As new problem statements keep evolving in data science and analytics domain, companies are exploring newer ways to deal with them. The tools and techniques used by data science practitioners have evolved significantly with newer and better tools available in the market. While Python and open source tools currently dominate the market, there are other interesting trends that we saw during our interaction with analytics practitioners for this month’s theme — evolving data science toolchain and new techniques used by data scientists across industries.
We spoke to analytics leaders from different domains like e-commerce, insurance among others. The detailed story covers insights on the most commonly used tools by them, must-have in a data science tool kit, common issues faced while dealing with data, use of open source or paid software and tools and selecting the right tool, among others.
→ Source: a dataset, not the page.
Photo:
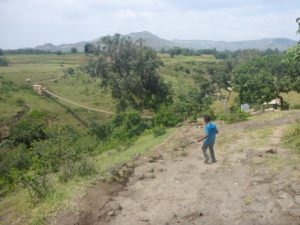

Tools That Are Widely Popular In Analytics & Data Science Community
Data Science is a big domain and includes many areas such as machine learning, data visualisation, data manipulation, and more that are usually bracketed under the umbrella term data science. It also has different aspects such as statistical and mathematical implementation. This calls for different languages, libraries and frameworks that are used for different domains based on the kind of task that needs to be dealt with.
“Tools and platforms commonly used for mathematical computation are RapidMiner, Theano, Scipy, Numpy, Mathplotlib, for AI, ML, Deep Learning are TensorFlow, Scikit learn, Torch, OpenCV, and for data analytics and visualisation are Orange, Tableau, Knime,” says Anupam Jalote, CEO, iCreate.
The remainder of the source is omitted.